I have already mentioned the Online Safety Bill, which leaves so many of the systems which deliver fraud out of scope. Like the noble Baroness, Lady Morgan, I would like to see telecoms companies being held to account. They have already taken some steps to reduce fraud. The committee heard evidence about BT’s spam shield, which is blocking spam messages to users. SIM farms, where a mass of phone numbers can be bought to be used to send fraudulent text messages to tens of thousands of customers, are now being clamped down on but, as the committee’s report states, these current approaches by the telecoms sector are uneven, with counterfraud policies being introduced inconsistently across the sector.

It seems to me that the enabler of the fraud ought to be held responsible, at least in part. The banks are paving the way. The Payment Systems Regulator is already changing the liability for banks whose customers have been involved in fraud. It has set out a path for introducing a 50:50 split between the issuing banks and the bank that accepts the funds on behalf of the fraudster. In July it will consult on the draft legal instruments to put reimbursement requirements in place.
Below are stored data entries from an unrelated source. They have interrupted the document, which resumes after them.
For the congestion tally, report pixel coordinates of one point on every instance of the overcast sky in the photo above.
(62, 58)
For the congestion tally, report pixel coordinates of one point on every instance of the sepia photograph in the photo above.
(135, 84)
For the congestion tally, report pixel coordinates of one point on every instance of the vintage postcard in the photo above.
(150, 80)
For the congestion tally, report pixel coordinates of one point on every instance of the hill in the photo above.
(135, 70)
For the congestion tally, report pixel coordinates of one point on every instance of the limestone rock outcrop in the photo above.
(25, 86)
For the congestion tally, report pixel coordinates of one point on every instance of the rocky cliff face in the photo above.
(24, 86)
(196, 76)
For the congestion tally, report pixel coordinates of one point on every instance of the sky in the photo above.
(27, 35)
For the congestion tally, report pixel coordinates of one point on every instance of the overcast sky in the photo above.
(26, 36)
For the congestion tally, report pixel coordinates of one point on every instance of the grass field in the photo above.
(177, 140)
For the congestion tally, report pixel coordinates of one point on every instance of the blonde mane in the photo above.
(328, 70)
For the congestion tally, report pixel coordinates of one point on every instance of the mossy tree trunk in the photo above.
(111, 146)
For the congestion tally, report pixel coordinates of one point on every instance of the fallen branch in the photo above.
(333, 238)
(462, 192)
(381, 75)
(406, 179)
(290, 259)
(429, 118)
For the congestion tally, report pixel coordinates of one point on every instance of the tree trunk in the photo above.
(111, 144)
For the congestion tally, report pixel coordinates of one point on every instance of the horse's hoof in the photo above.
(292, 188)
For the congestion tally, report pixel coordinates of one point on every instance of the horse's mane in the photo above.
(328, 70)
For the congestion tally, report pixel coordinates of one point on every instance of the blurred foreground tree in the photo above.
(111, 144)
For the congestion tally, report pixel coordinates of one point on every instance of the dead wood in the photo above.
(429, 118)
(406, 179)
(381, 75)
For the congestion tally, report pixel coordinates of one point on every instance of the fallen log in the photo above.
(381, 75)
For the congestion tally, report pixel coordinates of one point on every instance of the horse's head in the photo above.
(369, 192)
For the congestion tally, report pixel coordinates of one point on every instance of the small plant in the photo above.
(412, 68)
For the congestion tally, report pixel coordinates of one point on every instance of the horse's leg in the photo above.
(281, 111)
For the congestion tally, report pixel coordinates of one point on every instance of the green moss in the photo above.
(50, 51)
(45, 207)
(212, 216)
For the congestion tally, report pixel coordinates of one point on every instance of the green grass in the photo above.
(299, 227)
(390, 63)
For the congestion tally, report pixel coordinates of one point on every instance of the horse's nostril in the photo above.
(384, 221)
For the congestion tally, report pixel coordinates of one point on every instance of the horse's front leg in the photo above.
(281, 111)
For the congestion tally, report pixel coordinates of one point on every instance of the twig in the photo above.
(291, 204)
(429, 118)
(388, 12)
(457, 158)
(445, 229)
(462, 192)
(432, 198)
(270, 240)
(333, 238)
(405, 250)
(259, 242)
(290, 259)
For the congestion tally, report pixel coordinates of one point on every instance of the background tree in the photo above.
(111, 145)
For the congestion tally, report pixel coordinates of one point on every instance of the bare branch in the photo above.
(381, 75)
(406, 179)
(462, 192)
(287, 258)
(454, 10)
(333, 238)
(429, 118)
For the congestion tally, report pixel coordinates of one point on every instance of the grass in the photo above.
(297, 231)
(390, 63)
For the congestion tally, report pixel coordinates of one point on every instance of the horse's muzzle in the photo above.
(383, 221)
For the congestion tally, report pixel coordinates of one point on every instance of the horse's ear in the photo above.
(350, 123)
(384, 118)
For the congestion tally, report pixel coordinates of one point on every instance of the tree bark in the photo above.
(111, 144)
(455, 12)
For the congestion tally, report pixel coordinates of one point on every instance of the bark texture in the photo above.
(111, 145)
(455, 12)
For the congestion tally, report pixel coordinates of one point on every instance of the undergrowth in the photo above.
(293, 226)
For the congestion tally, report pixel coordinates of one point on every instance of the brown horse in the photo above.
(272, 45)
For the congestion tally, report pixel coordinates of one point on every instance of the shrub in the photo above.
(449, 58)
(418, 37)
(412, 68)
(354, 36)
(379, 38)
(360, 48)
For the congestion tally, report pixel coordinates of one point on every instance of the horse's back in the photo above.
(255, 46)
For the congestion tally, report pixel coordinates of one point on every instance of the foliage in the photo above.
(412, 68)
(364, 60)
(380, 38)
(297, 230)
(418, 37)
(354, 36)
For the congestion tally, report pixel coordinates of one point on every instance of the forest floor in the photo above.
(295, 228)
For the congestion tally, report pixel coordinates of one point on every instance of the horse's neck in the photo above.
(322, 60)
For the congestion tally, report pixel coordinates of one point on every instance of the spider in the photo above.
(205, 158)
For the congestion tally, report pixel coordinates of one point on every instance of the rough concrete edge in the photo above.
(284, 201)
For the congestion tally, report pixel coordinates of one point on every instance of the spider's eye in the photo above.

The following month, it will consult on the maximum level of reimbursement and guidance on customer gross negligence. By October it hopes to get the final legal instruments to Pay.UK. Early next year, these measures will come into force. The regulator will also demand transparency, the publication of data on how well banks are protecting customers from fraud and the promotion of intelligence sharing.

The telecom companies are also enablers. Either they can take part in a compensation scheme along the lines of the banks or they can, as paragraph 522 of this report suggests, be part of a

“regulatory strategy equivalent to the Online Safety Bill that is directly applicable to telecoms platforms and services”.

In their response to the report, the Government said that, despite progress being made by the industry, more could be done to protect the customers. Instead of supporting a duty to prevent fraud, they suggest that the operators join the voluntary telecoms fraud sector charter. The Government have spent much time ensuring that online platforms are mandated to protect users against fraud. In a world in which fraud is now being delivered increasingly through direct messaging and SMS, why is one sector being mandated to take action while another is allowed to take part in counterfraud action voluntarily?